Many of the Belgian records on familysearch are not fully indexed/name searchable.
Here is the direct link for the Antwerp area civil registration:
https://familysearch.org/search/collection/2138481Rather than searching click "Browse through 2,978,372 images". You are looking for "Antwerpen" (for the city) - you may need to check in these record for both French and Dutch spellings of place names. You will also need to learn some of the basic words (these records will be in Dutch, in other areas you will get French), e.g. numbers and for example "Geboorten" = births, "Tienjarige tafels " = 10 year indexes, but the civil records follow a fairly set format. There is a list of key words here:
https://familysearch.org/learn/wiki/en/Netherlands_Language_and_LanguagesThere is a yearly index at the back for each year, and sure enough, Madeline Eugenie Jean Emilie Stephany is listed in "Geboorten 1898" (3664 is the number of her birth record).
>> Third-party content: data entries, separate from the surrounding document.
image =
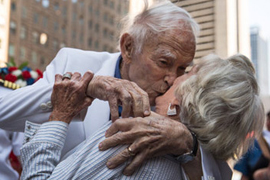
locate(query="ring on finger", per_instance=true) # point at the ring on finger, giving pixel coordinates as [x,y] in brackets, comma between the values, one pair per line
[131,153]
[66,75]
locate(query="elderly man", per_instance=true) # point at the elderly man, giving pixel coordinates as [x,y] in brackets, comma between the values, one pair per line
[156,47]
[41,155]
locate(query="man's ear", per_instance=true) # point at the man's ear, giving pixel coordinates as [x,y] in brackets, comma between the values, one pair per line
[127,47]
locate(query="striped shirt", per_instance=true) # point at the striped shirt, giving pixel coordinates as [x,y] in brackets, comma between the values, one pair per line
[41,152]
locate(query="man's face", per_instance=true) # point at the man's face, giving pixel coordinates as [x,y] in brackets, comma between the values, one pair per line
[162,102]
[163,59]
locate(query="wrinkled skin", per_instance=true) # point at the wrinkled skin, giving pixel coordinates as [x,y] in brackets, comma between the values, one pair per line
[148,137]
[130,96]
[162,60]
[162,102]
[69,96]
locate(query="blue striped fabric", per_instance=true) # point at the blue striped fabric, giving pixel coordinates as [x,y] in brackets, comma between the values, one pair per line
[41,156]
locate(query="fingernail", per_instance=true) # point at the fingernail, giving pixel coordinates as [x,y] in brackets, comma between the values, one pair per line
[100,146]
[109,164]
[146,112]
[126,173]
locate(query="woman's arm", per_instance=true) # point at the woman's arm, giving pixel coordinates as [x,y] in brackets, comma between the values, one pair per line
[41,154]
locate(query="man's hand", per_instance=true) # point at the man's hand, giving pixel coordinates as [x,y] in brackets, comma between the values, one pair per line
[129,95]
[69,96]
[148,137]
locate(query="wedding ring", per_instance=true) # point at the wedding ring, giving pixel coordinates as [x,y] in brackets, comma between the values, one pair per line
[130,151]
[66,75]
[171,112]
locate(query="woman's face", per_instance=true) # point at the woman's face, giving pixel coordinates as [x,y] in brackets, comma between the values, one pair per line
[163,102]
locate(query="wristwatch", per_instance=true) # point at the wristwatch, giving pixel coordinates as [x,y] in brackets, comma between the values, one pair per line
[189,156]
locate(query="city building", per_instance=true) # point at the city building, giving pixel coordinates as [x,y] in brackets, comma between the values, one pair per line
[259,57]
[224,30]
[37,29]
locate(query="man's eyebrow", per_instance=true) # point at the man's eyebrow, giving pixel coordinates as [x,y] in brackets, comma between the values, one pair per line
[189,68]
[167,54]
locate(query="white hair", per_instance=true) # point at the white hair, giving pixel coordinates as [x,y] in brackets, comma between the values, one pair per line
[221,104]
[160,17]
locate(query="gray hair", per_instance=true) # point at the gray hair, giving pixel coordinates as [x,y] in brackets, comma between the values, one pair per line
[160,17]
[221,104]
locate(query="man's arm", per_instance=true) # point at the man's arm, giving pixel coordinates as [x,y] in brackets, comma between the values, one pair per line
[41,154]
[149,137]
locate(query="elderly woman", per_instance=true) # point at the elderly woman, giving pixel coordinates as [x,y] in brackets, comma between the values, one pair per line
[218,101]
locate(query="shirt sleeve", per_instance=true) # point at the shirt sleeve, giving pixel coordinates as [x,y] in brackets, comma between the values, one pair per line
[42,149]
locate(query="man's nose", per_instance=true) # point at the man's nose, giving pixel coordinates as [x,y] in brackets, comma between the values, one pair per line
[170,77]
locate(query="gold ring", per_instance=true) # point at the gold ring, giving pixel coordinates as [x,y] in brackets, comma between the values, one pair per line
[66,75]
[130,151]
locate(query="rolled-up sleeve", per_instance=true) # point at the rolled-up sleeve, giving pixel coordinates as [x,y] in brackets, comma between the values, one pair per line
[42,148]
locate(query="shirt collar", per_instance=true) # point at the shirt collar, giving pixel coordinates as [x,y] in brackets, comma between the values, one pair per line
[117,73]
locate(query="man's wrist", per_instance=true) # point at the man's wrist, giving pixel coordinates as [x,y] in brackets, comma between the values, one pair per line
[56,116]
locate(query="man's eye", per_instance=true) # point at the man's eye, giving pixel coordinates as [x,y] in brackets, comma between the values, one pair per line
[163,62]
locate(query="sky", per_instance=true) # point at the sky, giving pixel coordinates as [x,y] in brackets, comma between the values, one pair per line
[259,15]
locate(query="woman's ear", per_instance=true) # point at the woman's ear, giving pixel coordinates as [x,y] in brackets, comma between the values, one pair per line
[127,47]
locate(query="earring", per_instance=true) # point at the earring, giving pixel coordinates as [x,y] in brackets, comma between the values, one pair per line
[171,112]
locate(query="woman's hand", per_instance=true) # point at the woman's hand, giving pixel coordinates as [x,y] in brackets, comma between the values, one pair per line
[148,137]
[129,95]
[262,174]
[69,96]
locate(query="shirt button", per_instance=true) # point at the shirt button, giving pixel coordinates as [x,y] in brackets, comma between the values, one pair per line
[49,104]
[43,106]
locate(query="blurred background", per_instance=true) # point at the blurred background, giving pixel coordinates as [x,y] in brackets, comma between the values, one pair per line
[35,30]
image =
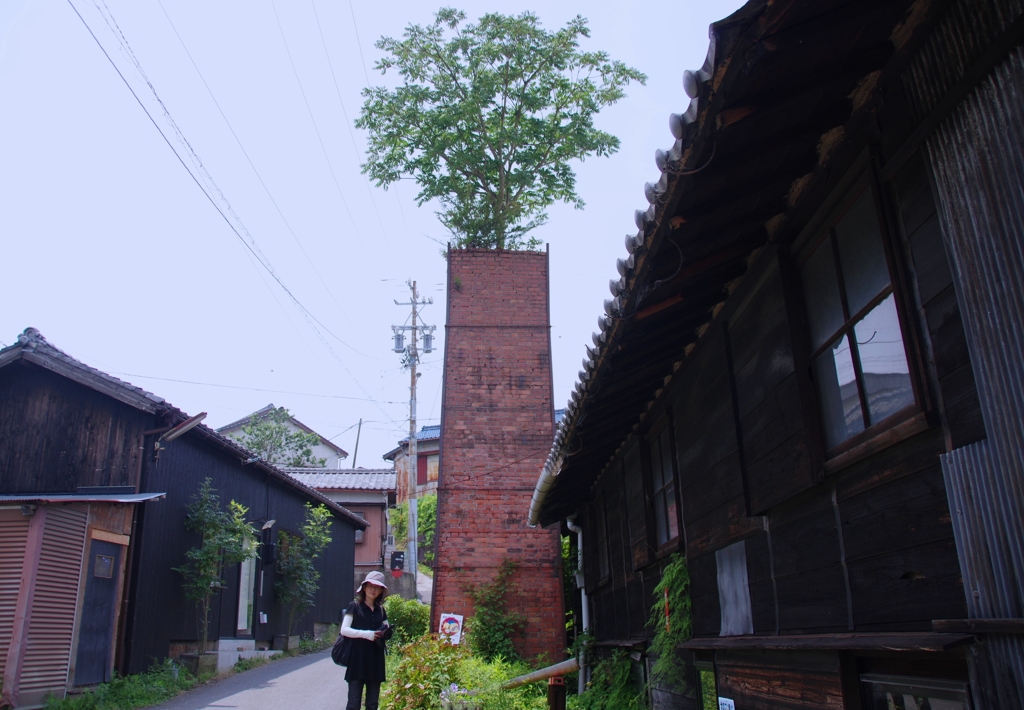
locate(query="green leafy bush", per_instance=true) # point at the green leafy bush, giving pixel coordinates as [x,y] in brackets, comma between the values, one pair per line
[159,683]
[410,619]
[426,511]
[673,625]
[494,625]
[420,672]
[611,686]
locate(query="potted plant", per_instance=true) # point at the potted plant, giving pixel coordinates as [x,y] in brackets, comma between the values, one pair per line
[225,539]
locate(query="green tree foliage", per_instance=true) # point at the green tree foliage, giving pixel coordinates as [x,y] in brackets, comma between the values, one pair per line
[612,686]
[426,510]
[488,118]
[409,618]
[297,576]
[271,440]
[226,539]
[494,624]
[673,625]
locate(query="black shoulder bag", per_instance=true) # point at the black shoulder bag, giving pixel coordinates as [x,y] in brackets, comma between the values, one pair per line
[342,651]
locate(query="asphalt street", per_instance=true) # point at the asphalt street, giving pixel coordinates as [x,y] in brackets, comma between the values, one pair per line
[305,681]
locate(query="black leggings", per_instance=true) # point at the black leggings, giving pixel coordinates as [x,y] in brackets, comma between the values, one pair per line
[355,694]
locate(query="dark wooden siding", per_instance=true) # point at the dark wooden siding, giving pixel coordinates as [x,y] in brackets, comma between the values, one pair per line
[56,434]
[776,452]
[159,613]
[780,681]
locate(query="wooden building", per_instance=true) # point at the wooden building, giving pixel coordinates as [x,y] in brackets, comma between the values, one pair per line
[367,493]
[93,519]
[427,462]
[807,380]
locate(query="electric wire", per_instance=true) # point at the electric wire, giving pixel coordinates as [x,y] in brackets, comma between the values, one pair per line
[252,389]
[251,244]
[344,113]
[253,166]
[302,90]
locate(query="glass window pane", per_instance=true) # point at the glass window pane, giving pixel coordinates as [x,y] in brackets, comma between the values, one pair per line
[821,290]
[660,518]
[883,361]
[860,253]
[655,464]
[670,500]
[667,476]
[838,392]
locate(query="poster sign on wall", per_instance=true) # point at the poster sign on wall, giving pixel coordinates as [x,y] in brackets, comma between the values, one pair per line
[451,627]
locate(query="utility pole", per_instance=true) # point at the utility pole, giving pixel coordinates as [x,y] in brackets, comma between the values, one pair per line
[411,360]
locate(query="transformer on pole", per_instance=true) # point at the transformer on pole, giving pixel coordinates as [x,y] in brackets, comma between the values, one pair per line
[411,360]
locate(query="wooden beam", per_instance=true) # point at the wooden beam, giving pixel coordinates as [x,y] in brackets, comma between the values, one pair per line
[910,640]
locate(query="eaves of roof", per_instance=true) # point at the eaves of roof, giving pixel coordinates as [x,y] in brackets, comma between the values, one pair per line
[765,135]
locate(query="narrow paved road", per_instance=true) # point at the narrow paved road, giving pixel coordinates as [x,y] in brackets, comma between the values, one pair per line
[306,681]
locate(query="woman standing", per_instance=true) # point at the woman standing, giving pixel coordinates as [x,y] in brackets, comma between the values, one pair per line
[366,623]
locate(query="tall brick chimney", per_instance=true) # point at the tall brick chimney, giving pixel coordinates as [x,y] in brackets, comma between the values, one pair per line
[497,428]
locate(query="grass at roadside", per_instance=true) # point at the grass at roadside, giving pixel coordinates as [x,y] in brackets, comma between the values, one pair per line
[167,679]
[159,683]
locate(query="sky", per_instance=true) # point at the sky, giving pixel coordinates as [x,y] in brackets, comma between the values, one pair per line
[115,253]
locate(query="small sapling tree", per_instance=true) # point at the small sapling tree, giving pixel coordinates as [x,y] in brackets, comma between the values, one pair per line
[270,439]
[297,577]
[488,119]
[226,539]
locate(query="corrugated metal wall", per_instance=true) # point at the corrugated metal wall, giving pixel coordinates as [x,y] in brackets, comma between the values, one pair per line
[13,533]
[53,606]
[977,160]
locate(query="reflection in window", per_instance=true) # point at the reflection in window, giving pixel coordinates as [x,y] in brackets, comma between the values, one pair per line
[859,358]
[666,516]
[899,693]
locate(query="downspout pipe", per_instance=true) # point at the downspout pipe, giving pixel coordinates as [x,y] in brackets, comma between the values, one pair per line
[570,524]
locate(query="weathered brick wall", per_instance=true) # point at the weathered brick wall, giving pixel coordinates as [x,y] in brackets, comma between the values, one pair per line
[497,428]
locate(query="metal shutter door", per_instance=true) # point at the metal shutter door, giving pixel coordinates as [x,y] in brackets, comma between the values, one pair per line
[13,534]
[53,608]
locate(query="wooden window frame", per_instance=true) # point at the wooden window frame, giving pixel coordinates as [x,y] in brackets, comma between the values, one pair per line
[601,542]
[664,425]
[912,418]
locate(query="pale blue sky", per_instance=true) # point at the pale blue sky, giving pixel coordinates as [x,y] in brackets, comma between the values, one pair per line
[115,254]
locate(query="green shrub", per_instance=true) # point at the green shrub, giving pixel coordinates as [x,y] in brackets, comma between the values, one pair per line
[426,512]
[672,626]
[493,625]
[159,683]
[421,671]
[611,686]
[410,619]
[244,664]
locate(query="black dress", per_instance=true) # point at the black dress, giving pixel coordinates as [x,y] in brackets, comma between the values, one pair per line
[368,657]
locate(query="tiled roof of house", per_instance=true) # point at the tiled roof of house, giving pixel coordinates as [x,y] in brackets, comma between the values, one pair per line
[33,347]
[352,479]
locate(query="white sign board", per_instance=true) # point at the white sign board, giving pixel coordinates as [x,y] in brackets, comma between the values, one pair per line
[451,627]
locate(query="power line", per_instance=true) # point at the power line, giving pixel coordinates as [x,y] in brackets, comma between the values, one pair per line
[251,244]
[345,114]
[253,389]
[253,166]
[315,127]
[358,43]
This is hopefully a direct link to her birth record:
http://www.rootschat.com/links/01960/There is a "Tienjarige tafels" image set for 1891-1900 which looks to be all marriages. There is only one Stephany marriage in it which is for Madeline's parents.
year 1896 act 1083
Huwelijken 1896 image 274
With luck another direct link:
http://www.rootschat.com/links/01961/ Emilius Maria Ferdinandus Stephany (latin form of his name, the "Maria" is not unusual as a baptismal name). My Dutch is not good (the vast majority of my Belgian lot original from French-speaking areas), but it seems they were both from Antwerp and that brother Emile de la Montagne was a witness to the marriage.
As well as the Huwelijken (marriages) you should check out the Huwelijksbijlagen (marriage supplements) where available. These are records basically of all the documentation the couple supplied to get married - can include extracts of birth records, death records for previous spouses or parents (to establish freedom to marry or who has the right to give consent to marry for a minor), checks that the husband hadn't ducked out of national service, etc. Emile and Alice's marriage supplements start here:
http://www.rootschat.com/links/01962/1) A document from a notary public confirming that Emile's widowed mother, resident in Saint Nicholas, Flandre, consented to the marriage
2) extract death record for Alice's mother
3) extract birth record for Alice
4) extract death record for Emile's father
5) extract birth record for Emile
6) Documentation of Emile's military service (national service).
You should go back and find the originals of the birth/death records as well. I hope I've given you a start, but I do encourage you to try and familiarise yourself with the record format. They are not too difficult to use and have a lot more information in them than English records!
Censuses/population registers were taken in Belgium but are seldom used for the simple reason that there are few indexes and searching a place like Antwerp by hand just isn't very feasible.